JSON is a very common data format. You may come across plenty of scenarios where you have JSON data as input and you need to push that in database. Let’s say you are using DynamoDB as your database and you wish to store below data in DynamoDB database

{
"id":1,
"personal_detail":{"name":"bean", "siblings":["Alice", "Bob"]},
"education":["BTECH", "MBA"]
}

This is just random personal data (Don’t ask me what kind of application collect this kind of data , I have no clue !!!)

Wait, there is one more requirement. Once the data would be added to database, I would be able to query the data at ‘sibling’ level.

Here is how this will be stored to database.

Look at the data stored in database. It’s JSON, isn’t it? However, there is a difference between what we have as input and what is there in database now. The different is not at ‘data’ level, but DynamoDB needs to know DataType associated with data. Look at below

We have two ways to add these json data to DynamoDB in required format. One is a bit lengthy way using low level client as part for boto3. With this, you need to explicitly specify datatype with values. To do that, you need to parse the entire json message, iterate through elements and values.

The other easy way is to use resource which like high level database client. Here is the code to put the said data to database.

import boto3
import json
def put_item_in_database(jsondata):
#API expect data in dictionary format
datadict = json.loads(jsondata)
database = boto3.resource('dynamodb')
table = database.Table(<tablename as string>)
table.put_item(Item = datadict)

Simple. isn’t it?

Now, you might have wondered , why we don’t just store as string if the data coming as json string? There is a reason having ‘list’, ‘map’ and other datatype and using them while storing the data.

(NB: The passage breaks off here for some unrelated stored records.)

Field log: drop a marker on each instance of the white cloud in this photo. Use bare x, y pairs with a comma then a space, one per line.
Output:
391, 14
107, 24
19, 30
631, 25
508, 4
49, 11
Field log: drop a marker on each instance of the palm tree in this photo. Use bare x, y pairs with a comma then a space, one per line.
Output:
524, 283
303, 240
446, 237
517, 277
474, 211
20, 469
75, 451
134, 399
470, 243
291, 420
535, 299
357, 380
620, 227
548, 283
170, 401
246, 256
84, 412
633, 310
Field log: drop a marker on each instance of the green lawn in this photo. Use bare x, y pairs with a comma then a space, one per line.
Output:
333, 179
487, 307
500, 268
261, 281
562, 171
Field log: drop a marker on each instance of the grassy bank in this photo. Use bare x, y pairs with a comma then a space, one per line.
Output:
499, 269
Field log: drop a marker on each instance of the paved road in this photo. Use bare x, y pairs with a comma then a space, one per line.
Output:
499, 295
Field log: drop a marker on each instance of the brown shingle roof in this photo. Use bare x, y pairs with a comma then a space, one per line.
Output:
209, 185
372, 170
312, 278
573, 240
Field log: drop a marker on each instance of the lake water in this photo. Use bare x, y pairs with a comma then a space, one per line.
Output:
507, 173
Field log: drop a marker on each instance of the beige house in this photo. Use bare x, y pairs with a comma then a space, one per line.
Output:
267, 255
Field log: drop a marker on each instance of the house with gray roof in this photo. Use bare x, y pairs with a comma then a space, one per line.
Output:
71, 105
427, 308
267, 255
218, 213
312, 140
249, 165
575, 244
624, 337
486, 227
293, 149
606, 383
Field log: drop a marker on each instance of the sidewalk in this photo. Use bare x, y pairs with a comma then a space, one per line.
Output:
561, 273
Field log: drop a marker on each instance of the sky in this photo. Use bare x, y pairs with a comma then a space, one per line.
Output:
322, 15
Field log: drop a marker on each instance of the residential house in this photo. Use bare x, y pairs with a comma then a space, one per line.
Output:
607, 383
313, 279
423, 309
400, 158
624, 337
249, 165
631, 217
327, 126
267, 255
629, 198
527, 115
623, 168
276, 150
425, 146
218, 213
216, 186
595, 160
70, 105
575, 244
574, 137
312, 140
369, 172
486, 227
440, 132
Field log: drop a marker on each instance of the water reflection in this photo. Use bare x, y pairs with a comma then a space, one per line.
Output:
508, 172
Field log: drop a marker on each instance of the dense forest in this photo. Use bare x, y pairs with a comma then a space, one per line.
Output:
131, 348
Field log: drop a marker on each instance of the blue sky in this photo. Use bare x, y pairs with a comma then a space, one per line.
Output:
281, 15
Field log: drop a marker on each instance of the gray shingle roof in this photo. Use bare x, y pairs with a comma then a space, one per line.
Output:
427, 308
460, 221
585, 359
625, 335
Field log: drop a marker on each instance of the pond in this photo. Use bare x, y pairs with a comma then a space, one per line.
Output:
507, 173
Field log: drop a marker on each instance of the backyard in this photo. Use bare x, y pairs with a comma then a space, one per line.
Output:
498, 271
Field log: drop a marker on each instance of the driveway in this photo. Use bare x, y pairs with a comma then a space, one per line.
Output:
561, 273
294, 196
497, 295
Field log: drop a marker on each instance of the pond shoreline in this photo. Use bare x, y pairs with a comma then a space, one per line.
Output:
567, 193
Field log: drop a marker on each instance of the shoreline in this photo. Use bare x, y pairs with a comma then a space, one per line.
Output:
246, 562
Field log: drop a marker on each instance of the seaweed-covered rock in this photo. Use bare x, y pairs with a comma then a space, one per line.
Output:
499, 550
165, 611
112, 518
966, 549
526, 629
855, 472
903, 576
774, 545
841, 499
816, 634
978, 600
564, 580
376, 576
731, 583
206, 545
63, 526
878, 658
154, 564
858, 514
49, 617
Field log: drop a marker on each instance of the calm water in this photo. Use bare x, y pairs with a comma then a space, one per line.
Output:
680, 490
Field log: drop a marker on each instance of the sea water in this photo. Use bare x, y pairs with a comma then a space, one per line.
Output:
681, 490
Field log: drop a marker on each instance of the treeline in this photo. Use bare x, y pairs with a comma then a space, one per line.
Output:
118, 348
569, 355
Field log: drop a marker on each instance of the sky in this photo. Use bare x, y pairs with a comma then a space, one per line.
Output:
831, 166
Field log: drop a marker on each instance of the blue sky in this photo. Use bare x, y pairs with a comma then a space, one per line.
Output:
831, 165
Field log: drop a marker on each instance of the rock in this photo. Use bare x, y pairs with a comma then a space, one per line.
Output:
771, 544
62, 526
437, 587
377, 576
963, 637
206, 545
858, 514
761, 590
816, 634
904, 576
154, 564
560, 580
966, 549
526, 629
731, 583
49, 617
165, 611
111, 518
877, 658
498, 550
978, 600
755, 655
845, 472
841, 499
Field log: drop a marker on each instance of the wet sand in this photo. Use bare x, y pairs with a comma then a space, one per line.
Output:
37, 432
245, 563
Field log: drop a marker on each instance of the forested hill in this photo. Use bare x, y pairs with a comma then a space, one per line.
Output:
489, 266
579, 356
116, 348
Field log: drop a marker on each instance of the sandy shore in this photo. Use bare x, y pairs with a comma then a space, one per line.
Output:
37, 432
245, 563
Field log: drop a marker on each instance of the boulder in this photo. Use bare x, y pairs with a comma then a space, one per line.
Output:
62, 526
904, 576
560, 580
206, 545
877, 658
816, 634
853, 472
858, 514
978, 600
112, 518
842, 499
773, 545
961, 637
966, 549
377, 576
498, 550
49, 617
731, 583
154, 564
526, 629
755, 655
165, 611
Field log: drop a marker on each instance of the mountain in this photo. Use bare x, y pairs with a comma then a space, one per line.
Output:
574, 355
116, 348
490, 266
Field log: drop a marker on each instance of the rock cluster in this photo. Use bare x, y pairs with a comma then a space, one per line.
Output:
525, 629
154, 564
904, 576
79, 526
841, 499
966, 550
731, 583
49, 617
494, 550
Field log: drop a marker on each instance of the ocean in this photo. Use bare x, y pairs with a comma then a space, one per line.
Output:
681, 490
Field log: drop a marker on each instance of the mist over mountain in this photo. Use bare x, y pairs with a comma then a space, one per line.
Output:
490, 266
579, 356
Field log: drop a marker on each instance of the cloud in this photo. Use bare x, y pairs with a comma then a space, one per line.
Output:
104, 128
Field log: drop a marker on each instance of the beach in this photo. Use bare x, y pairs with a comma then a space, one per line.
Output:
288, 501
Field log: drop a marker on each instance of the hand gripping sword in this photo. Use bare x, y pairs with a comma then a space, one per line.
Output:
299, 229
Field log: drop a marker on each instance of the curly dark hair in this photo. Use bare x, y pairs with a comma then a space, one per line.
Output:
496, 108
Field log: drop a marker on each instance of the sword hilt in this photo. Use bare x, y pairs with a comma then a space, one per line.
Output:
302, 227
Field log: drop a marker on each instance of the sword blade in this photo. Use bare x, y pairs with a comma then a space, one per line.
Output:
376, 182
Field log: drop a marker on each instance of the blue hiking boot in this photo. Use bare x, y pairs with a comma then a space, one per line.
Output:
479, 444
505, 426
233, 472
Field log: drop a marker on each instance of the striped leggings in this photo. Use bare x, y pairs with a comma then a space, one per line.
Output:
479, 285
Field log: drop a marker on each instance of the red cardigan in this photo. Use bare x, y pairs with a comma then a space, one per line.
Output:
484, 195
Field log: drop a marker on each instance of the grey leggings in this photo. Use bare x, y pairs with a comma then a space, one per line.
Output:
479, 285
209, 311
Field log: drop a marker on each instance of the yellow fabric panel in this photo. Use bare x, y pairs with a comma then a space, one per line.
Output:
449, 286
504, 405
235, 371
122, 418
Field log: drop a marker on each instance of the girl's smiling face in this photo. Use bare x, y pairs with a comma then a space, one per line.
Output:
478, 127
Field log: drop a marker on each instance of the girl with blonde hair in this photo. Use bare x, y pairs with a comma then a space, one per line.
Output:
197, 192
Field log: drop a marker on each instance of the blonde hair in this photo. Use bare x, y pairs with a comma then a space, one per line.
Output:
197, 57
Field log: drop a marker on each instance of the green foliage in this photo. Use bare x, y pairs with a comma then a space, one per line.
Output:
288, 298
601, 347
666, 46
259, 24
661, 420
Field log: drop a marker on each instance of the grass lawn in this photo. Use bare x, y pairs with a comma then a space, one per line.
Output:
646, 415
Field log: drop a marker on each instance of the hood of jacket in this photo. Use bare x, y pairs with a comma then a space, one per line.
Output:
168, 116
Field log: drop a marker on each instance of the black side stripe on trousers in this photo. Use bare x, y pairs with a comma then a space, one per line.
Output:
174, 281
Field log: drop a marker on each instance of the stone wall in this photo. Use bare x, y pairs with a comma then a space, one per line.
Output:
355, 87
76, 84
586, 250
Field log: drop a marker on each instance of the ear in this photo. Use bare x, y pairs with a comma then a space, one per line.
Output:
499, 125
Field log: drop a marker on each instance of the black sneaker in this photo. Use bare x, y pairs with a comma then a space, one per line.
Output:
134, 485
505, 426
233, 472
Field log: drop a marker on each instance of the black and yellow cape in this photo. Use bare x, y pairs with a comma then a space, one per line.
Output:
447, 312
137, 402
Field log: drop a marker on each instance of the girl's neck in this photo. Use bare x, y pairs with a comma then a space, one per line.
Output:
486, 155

If I would have stored the entire data as just on string with id =1, I would have hard time querying persons with some custom criteria like

Get me siblings for the item has id =1

I had to get the entire item, parse the json item and find the availability of sibling. This can be accomplished by below code with reference to earlier code we wrote.

table.get_item(Key = {'id':1}, ProjectionExpression = "personal_detail.siblings")

High level interface bypass the need to using datatype explicitly. This may reduce effort at developer end and make code data centric.